場の空気に合わせて発言のタイミングや内容を考えることは、コミュニケーションで重視されるポイントです。作家の阿川 佐和子氏は、空気の読めない「KY」だったを自身について語っています。阿川氏の著書『話す力 心をつかむ44のヒント』(文藝春秋)より、空気を読むこととコミュニケーション能力について、詳しくみていきましょう。
「それは、言ってはいけない!」と𠮟られる
かつて、テレビ局のお偉い方々と、大スポンサーである会社のお偉い方々との食事会に、なぜか私が同席しました。大スポンサーである会社のトップの方が口数は少ないながらたいそう気さくな方だったので、最初は緊張していたのですが、ワインとおいしい食事が進むうちに、和んだ気持になってきました。そんな折、大スポンサーであるその偉い方が発言なさったのです。
「あの番組に出資しているけど、どうも費用対効果があまり芳しくないんですねえ」
決してきつい言い方ではありませんでした。とぼけた様子でさりげなくおっしゃったのです。そこで私はつい、
「社長! いまどきテレビに費用対効果を求めても無駄ですよ」
私の本意としては、視聴率獲得に躍起になって商品が売れることばかりをテレビに求める時代は終わった。それよりスポンサーはテレビ番組自体をもっと面白く、番組制作をしている人たちが楽しいと思って働ける現場を作ることを考えて出資していただきたい。
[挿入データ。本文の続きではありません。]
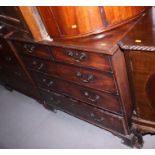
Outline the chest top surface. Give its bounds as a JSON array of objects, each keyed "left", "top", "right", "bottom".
[{"left": 119, "top": 7, "right": 155, "bottom": 51}]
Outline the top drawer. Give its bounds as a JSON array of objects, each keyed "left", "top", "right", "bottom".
[
  {"left": 12, "top": 42, "right": 51, "bottom": 60},
  {"left": 50, "top": 47, "right": 112, "bottom": 72}
]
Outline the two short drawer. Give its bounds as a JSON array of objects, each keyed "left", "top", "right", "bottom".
[
  {"left": 13, "top": 42, "right": 112, "bottom": 73},
  {"left": 23, "top": 57, "right": 118, "bottom": 94}
]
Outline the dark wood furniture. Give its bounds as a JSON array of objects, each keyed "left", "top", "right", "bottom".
[
  {"left": 119, "top": 8, "right": 155, "bottom": 134},
  {"left": 37, "top": 6, "right": 145, "bottom": 39},
  {"left": 7, "top": 21, "right": 142, "bottom": 147},
  {"left": 0, "top": 7, "right": 151, "bottom": 148}
]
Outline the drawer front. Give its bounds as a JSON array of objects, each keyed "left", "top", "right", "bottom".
[
  {"left": 51, "top": 47, "right": 112, "bottom": 72},
  {"left": 24, "top": 58, "right": 118, "bottom": 94},
  {"left": 40, "top": 90, "right": 126, "bottom": 134},
  {"left": 31, "top": 72, "right": 122, "bottom": 114},
  {"left": 0, "top": 39, "right": 17, "bottom": 66},
  {"left": 12, "top": 42, "right": 51, "bottom": 60}
]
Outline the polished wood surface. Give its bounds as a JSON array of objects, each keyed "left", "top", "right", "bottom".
[
  {"left": 0, "top": 6, "right": 30, "bottom": 33},
  {"left": 0, "top": 7, "right": 147, "bottom": 147},
  {"left": 41, "top": 89, "right": 126, "bottom": 136},
  {"left": 37, "top": 6, "right": 145, "bottom": 38},
  {"left": 0, "top": 25, "right": 40, "bottom": 99},
  {"left": 19, "top": 6, "right": 49, "bottom": 41},
  {"left": 120, "top": 7, "right": 155, "bottom": 51},
  {"left": 119, "top": 8, "right": 155, "bottom": 133}
]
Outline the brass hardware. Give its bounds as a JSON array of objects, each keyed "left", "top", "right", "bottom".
[
  {"left": 90, "top": 113, "right": 105, "bottom": 123},
  {"left": 135, "top": 40, "right": 142, "bottom": 43},
  {"left": 84, "top": 91, "right": 100, "bottom": 102},
  {"left": 72, "top": 25, "right": 77, "bottom": 29},
  {"left": 32, "top": 61, "right": 44, "bottom": 70},
  {"left": 76, "top": 71, "right": 94, "bottom": 83},
  {"left": 42, "top": 79, "right": 53, "bottom": 87},
  {"left": 66, "top": 50, "right": 86, "bottom": 62},
  {"left": 24, "top": 44, "right": 35, "bottom": 53},
  {"left": 0, "top": 44, "right": 3, "bottom": 50},
  {"left": 5, "top": 57, "right": 12, "bottom": 62}
]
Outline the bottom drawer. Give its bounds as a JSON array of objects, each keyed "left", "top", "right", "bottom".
[{"left": 40, "top": 89, "right": 128, "bottom": 135}]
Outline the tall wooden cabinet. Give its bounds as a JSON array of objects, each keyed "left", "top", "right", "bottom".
[{"left": 119, "top": 8, "right": 155, "bottom": 134}]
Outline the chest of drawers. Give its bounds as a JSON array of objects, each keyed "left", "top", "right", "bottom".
[{"left": 3, "top": 18, "right": 142, "bottom": 147}]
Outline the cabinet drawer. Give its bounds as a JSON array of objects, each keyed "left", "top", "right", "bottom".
[
  {"left": 0, "top": 39, "right": 17, "bottom": 66},
  {"left": 12, "top": 42, "right": 51, "bottom": 59},
  {"left": 24, "top": 58, "right": 118, "bottom": 94},
  {"left": 31, "top": 72, "right": 122, "bottom": 114},
  {"left": 51, "top": 47, "right": 112, "bottom": 72},
  {"left": 40, "top": 89, "right": 126, "bottom": 134}
]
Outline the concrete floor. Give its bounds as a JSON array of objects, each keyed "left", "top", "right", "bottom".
[{"left": 0, "top": 86, "right": 155, "bottom": 149}]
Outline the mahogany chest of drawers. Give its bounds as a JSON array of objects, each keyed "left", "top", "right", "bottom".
[
  {"left": 0, "top": 18, "right": 142, "bottom": 147},
  {"left": 0, "top": 6, "right": 149, "bottom": 147}
]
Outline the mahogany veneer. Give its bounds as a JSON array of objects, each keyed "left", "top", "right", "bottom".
[
  {"left": 37, "top": 6, "right": 145, "bottom": 39},
  {"left": 119, "top": 8, "right": 155, "bottom": 133}
]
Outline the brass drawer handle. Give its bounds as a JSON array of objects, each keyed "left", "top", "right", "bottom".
[
  {"left": 5, "top": 57, "right": 12, "bottom": 62},
  {"left": 24, "top": 44, "right": 35, "bottom": 54},
  {"left": 66, "top": 50, "right": 87, "bottom": 62},
  {"left": 0, "top": 44, "right": 3, "bottom": 50},
  {"left": 32, "top": 61, "right": 44, "bottom": 70},
  {"left": 90, "top": 113, "right": 105, "bottom": 123},
  {"left": 50, "top": 97, "right": 61, "bottom": 104},
  {"left": 42, "top": 79, "right": 54, "bottom": 87},
  {"left": 14, "top": 72, "right": 22, "bottom": 77},
  {"left": 84, "top": 91, "right": 100, "bottom": 102},
  {"left": 76, "top": 71, "right": 94, "bottom": 83}
]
生意気ながらそんな気持も込めて、つい言っちゃった。たちまち、その場の空気が凍りました。テレビ局のお偉いさん二人がジロリと私を振り返り、
「それは、言ってはいけない!」
厳しい口調で制されたのです。しかも、そのあと2回も、「それは、言ってはいけない!」「それは言ってはいけない!」と繰り返されたのです。
あ、クビだな。今、この瞬間に私は干された! そう思いました。
こういうのをKYと呼びます。
幸い、なぜか番組を干されることにはなりませんでしたが、まことに心の底から反省しました。そして少し無口になりました、しばらくの間だけ。
でも、と、また言い訳がましいのですけれど、このような、明らかに上下関係がはっきりしている食事会、ないし会合、ないし会議などの席では、どうしても下の人間は寡か黙もくになり、上の人間ないしスター的存在、ないし声の大きな人の独壇場になりがちです。くだんの会食でのスポンサーの社長はむしろ寡黙な方だったので、一人で喋りまくっていらしたわけではありませんが、それでもまわりにいる同席者は、誰もがトップの動向をなにより気にして会話を進めているという空気をひしひしと感じ取りました。
どうも私は、そういう暗黙の上下関係を過度に忖度する場にいることが苦手、というか下手なので、つい空気を変えたい衝動に駆られてしまうのです。でも、犯した罪は、罪ですからね。
その節は大変に不用意な発言をして失礼いたしました。この場をお借りしてお詫びいたします。テレビ局の当時の社長様、会長様!